Von der ikonographischen Figuration her näher liegt allerdings der Verweis auf Pietà-Gruppen, wie sie in verschiedener Form auch in Spanien geläufig waren, besonders bei dem Spezialisten für dieses Thema Luis de Morales (Abb. 1). Hier wird der tote Christus, bevor er ins Grab gelegt wird, dem Mitleiden des Gläubigen anheim gegeben, indem er von Maria frontal präsentiert wird. Sein Kopf sinkt zurück, ganz wie bei Goya, die gebrochenen Augen und der leicht geöffnete Mund finden sich ebenfalls, und selbst die Hände, von denen die eine herunterhängt, während die andere um die Nagelwunde gekrampft ist, lassen sich unmittelbar mit Goyas Darstellung vergleichen. An der Übernahme des ikonographischen Typus durch Goya kann es daher wenig Zweifel geben. Noch dazu existieren bei Luis de Morales Fassungen mit Begleitfiguren, entweder hinterfangen sie die Pietà-Gruppen, wobei es sich dann um Maria Magdalena und Johannes, aber auch um Engel handeln kann, oder die Darstellung wird zum Triptychon, bei dem die trauernden Begleitfiguren auf gesonderten Tafeln erscheinen. Selbst Fassungen mit drei Begleitpersonen finden sich.

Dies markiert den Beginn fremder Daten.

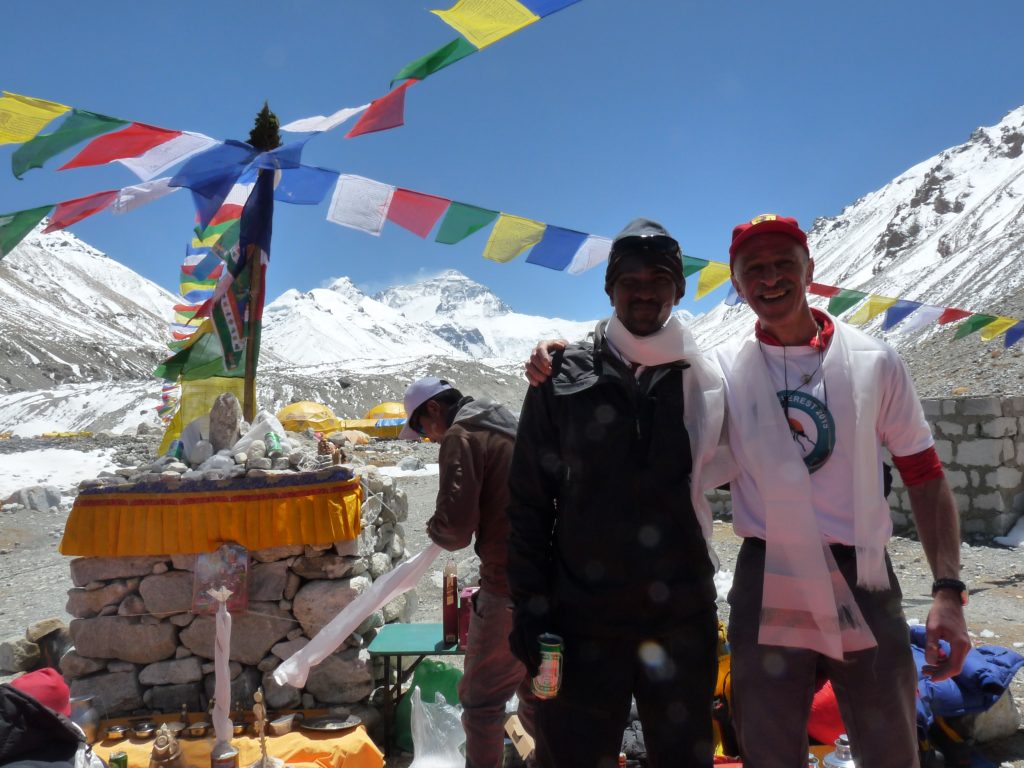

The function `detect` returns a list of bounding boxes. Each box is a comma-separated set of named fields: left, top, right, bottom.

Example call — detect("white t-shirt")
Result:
left=732, top=333, right=934, bottom=545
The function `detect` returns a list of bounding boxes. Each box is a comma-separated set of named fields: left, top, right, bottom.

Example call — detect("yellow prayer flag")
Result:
left=695, top=261, right=730, bottom=299
left=483, top=213, right=547, bottom=263
left=0, top=91, right=71, bottom=144
left=978, top=317, right=1019, bottom=341
left=847, top=296, right=898, bottom=326
left=430, top=0, right=540, bottom=48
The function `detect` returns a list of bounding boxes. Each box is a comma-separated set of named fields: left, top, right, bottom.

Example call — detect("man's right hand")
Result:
left=525, top=339, right=568, bottom=387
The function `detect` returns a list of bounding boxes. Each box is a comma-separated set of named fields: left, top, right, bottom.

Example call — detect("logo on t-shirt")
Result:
left=778, top=389, right=836, bottom=474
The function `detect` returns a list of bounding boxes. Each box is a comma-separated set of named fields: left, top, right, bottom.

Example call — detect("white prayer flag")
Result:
left=281, top=104, right=370, bottom=133
left=111, top=176, right=181, bottom=213
left=893, top=304, right=945, bottom=334
left=565, top=234, right=611, bottom=274
left=118, top=131, right=218, bottom=181
left=327, top=173, right=394, bottom=237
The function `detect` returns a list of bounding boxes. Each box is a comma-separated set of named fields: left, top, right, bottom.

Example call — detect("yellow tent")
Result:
left=362, top=402, right=408, bottom=419
left=278, top=400, right=343, bottom=433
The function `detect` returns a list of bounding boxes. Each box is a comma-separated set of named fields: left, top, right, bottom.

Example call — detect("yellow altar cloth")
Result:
left=60, top=467, right=362, bottom=557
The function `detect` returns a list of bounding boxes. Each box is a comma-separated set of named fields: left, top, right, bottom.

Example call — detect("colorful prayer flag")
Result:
left=391, top=37, right=477, bottom=85
left=0, top=91, right=71, bottom=144
left=828, top=288, right=867, bottom=315
left=345, top=80, right=417, bottom=138
left=522, top=0, right=580, bottom=18
left=387, top=187, right=452, bottom=238
left=683, top=256, right=711, bottom=278
left=281, top=104, right=370, bottom=133
left=847, top=296, right=896, bottom=326
left=979, top=317, right=1017, bottom=341
left=118, top=131, right=220, bottom=181
left=526, top=224, right=587, bottom=270
left=43, top=189, right=120, bottom=233
left=483, top=213, right=547, bottom=263
left=434, top=202, right=498, bottom=246
left=327, top=173, right=395, bottom=237
left=695, top=261, right=732, bottom=299
left=430, top=0, right=541, bottom=48
left=58, top=123, right=181, bottom=171
left=0, top=206, right=53, bottom=259
left=882, top=299, right=921, bottom=331
left=10, top=110, right=128, bottom=178
left=111, top=176, right=178, bottom=213
left=953, top=310, right=996, bottom=341
left=565, top=234, right=611, bottom=274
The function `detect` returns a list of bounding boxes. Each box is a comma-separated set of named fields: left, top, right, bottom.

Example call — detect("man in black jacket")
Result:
left=509, top=219, right=722, bottom=768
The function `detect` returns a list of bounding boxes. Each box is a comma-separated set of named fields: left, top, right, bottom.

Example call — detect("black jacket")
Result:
left=508, top=324, right=716, bottom=634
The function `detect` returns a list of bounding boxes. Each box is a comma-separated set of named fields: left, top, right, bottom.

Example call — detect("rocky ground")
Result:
left=0, top=435, right=1024, bottom=768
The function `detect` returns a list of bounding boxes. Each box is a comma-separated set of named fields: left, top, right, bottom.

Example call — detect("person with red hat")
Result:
left=716, top=213, right=970, bottom=768
left=508, top=219, right=728, bottom=768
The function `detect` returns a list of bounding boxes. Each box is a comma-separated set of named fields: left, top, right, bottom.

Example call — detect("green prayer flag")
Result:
left=391, top=37, right=477, bottom=85
left=0, top=206, right=53, bottom=259
left=10, top=110, right=128, bottom=178
left=828, top=288, right=867, bottom=315
left=953, top=314, right=998, bottom=341
left=434, top=202, right=498, bottom=246
left=683, top=256, right=708, bottom=278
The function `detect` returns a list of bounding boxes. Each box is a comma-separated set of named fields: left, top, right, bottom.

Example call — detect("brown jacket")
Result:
left=427, top=397, right=516, bottom=597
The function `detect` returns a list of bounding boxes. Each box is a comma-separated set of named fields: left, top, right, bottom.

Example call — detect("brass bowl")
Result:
left=132, top=720, right=157, bottom=738
left=183, top=720, right=210, bottom=738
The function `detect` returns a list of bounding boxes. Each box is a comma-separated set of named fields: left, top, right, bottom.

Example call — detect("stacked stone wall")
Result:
left=60, top=468, right=407, bottom=721
left=711, top=396, right=1024, bottom=541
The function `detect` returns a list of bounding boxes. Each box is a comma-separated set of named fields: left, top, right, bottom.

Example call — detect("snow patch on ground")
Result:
left=0, top=449, right=118, bottom=499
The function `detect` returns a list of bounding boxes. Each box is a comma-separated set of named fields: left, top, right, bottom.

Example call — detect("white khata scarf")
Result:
left=724, top=323, right=889, bottom=659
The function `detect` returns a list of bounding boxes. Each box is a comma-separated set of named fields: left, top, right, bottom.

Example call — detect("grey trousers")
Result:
left=729, top=539, right=919, bottom=768
left=459, top=588, right=536, bottom=768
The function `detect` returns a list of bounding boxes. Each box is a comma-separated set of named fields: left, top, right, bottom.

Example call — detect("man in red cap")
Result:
left=508, top=219, right=724, bottom=768
left=716, top=214, right=970, bottom=768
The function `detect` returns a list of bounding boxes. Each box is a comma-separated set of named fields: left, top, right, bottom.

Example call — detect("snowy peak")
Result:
left=374, top=269, right=512, bottom=322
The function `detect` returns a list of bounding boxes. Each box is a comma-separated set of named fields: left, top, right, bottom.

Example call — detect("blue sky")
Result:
left=0, top=0, right=1024, bottom=319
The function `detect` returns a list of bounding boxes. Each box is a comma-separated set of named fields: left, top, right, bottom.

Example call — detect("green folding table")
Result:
left=367, top=624, right=466, bottom=756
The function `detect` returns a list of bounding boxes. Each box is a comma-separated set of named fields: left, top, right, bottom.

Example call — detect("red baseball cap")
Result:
left=729, top=213, right=811, bottom=269
left=10, top=667, right=71, bottom=717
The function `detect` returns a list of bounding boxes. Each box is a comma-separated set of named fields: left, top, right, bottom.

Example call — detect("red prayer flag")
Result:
left=808, top=283, right=840, bottom=298
left=345, top=80, right=419, bottom=138
left=937, top=307, right=974, bottom=326
left=59, top=123, right=181, bottom=171
left=387, top=187, right=452, bottom=238
left=43, top=189, right=121, bottom=232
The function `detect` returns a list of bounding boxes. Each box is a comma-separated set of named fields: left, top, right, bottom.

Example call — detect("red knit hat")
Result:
left=729, top=213, right=810, bottom=269
left=10, top=667, right=71, bottom=717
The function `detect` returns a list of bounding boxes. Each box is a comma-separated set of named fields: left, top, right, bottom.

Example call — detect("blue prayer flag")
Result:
left=526, top=224, right=587, bottom=271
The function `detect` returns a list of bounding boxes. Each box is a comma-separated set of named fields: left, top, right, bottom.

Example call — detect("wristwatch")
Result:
left=932, top=579, right=967, bottom=605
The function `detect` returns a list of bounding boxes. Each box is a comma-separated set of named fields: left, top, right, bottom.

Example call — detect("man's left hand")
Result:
left=925, top=590, right=971, bottom=683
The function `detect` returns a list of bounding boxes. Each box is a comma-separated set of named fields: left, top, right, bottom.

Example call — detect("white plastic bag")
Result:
left=409, top=686, right=466, bottom=768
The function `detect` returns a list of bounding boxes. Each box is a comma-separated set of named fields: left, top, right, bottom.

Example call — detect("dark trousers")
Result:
left=536, top=610, right=718, bottom=768
left=729, top=539, right=919, bottom=768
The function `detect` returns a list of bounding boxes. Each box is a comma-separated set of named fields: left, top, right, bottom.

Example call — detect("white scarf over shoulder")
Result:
left=604, top=315, right=735, bottom=569
left=719, top=322, right=891, bottom=658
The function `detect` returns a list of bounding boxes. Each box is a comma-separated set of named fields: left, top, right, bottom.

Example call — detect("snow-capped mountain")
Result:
left=374, top=269, right=594, bottom=360
left=0, top=227, right=174, bottom=394
left=693, top=106, right=1024, bottom=395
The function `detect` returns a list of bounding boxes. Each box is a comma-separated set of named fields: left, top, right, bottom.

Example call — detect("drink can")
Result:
left=210, top=746, right=239, bottom=768
left=531, top=632, right=562, bottom=698
left=263, top=430, right=281, bottom=456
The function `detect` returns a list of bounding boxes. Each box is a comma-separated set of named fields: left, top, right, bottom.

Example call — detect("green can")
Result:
left=531, top=632, right=562, bottom=698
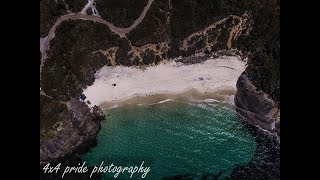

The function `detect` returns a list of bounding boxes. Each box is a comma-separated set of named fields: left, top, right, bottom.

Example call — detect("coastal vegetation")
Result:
left=40, top=95, right=68, bottom=138
left=40, top=0, right=67, bottom=37
left=41, top=20, right=121, bottom=101
left=96, top=0, right=148, bottom=27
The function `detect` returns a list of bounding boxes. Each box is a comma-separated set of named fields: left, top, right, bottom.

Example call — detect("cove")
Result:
left=82, top=101, right=256, bottom=179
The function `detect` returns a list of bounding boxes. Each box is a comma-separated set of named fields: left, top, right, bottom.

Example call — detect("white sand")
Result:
left=83, top=56, right=246, bottom=107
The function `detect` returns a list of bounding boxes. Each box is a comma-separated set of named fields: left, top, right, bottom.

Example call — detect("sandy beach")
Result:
left=83, top=56, right=246, bottom=107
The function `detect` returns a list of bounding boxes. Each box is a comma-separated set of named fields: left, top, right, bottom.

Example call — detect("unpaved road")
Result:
left=40, top=0, right=154, bottom=74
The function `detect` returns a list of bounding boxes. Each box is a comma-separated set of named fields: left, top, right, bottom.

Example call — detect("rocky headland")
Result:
left=40, top=0, right=280, bottom=178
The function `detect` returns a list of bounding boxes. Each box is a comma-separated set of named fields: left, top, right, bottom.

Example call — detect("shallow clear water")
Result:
left=82, top=101, right=256, bottom=179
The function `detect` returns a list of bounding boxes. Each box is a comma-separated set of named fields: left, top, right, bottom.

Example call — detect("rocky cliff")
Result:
left=235, top=72, right=280, bottom=135
left=40, top=0, right=280, bottom=172
left=40, top=98, right=104, bottom=165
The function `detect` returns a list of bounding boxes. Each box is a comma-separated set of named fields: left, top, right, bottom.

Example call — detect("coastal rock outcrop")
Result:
left=40, top=98, right=104, bottom=165
left=235, top=72, right=280, bottom=135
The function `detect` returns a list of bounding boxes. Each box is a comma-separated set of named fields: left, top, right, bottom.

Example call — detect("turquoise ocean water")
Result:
left=82, top=101, right=256, bottom=180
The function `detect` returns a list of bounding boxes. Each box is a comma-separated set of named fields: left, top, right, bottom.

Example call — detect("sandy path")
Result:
left=40, top=0, right=154, bottom=74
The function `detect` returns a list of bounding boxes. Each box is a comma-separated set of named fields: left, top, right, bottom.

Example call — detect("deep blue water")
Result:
left=82, top=101, right=256, bottom=179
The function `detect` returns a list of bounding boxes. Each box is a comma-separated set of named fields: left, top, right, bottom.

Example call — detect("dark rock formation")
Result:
left=235, top=73, right=280, bottom=134
left=40, top=98, right=104, bottom=165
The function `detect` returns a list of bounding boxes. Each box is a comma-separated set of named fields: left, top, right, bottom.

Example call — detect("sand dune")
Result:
left=83, top=56, right=246, bottom=107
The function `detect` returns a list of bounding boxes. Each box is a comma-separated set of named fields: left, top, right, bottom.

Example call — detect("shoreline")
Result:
left=83, top=56, right=246, bottom=109
left=99, top=87, right=236, bottom=112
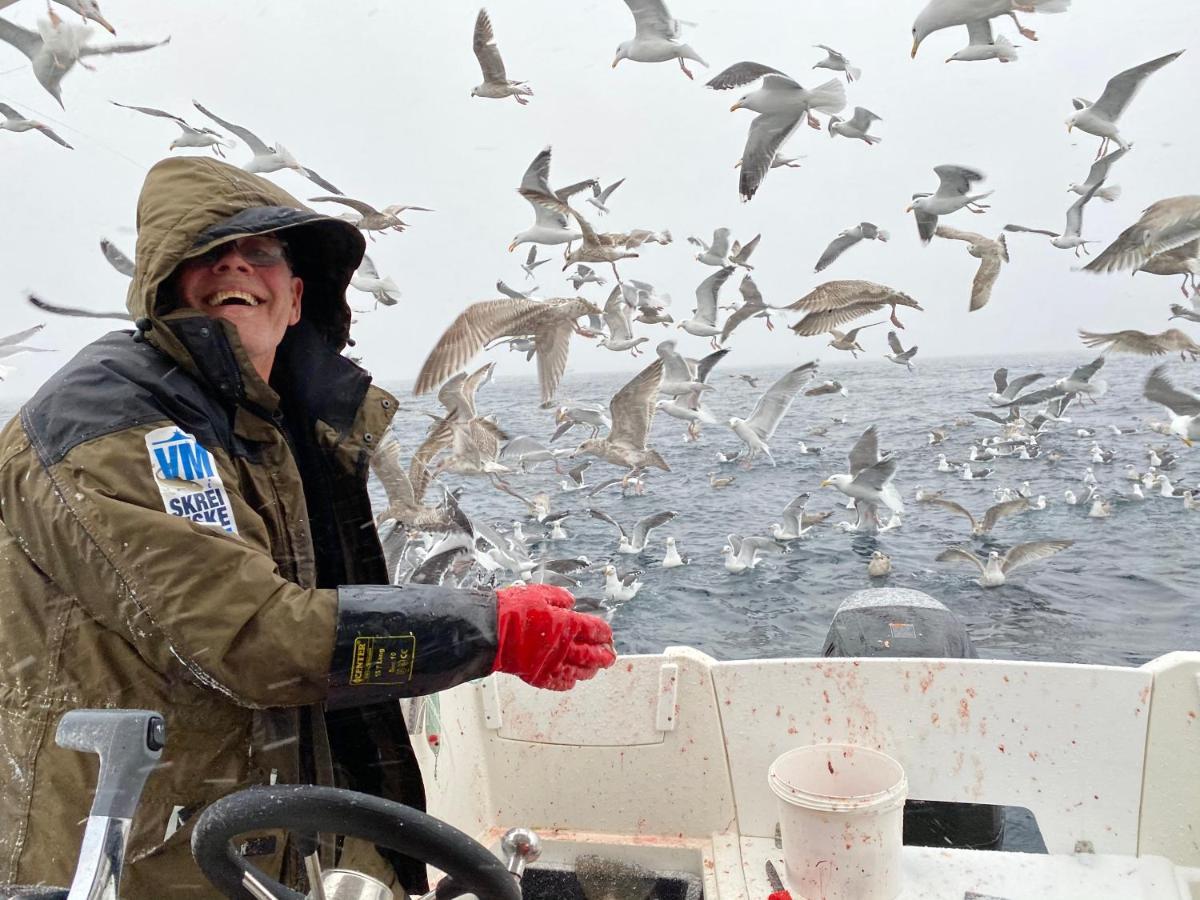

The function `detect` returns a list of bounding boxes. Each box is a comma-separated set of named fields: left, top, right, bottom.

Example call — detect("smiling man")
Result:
left=0, top=157, right=614, bottom=900
left=176, top=234, right=304, bottom=382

1   Luis de Morales, Pietà, um 1500, Öl auf Holz, 126 x 98 cm, Madrid, Real Academia de San Fernando

Doch was ist aus dieser Typenangleichung zu schließen? Inwieweit wird bei Goya mit dem Typus dessen christlicher Gehalt übernommen? In Minneapolis, wo Goyas Bild aufbewahrt wird, hat man die Hintergrundfiguren genauer untersucht. Aus Andeutungen bei den beiden linken Figuren kann man wahrscheinlich machen, dass es sich um einen Priester handelt, der zur letzten Kommunion und zur Letzten Ölung erschienen ist und von zwei Offizianten begleitet wird. Mit einiger Mühe kann man den Kelch eines Glases und links daneben eine flache Schale für die Letzte Ölung erkennen. Damit wäre eine denkbare reale Szene vorgeführt, und dies erscheint auch im Zusammenhang der Gattung Porträt mehr als wahrscheinlich. Doch was könnte diese Beobachtung für die christliche Dimension besagen?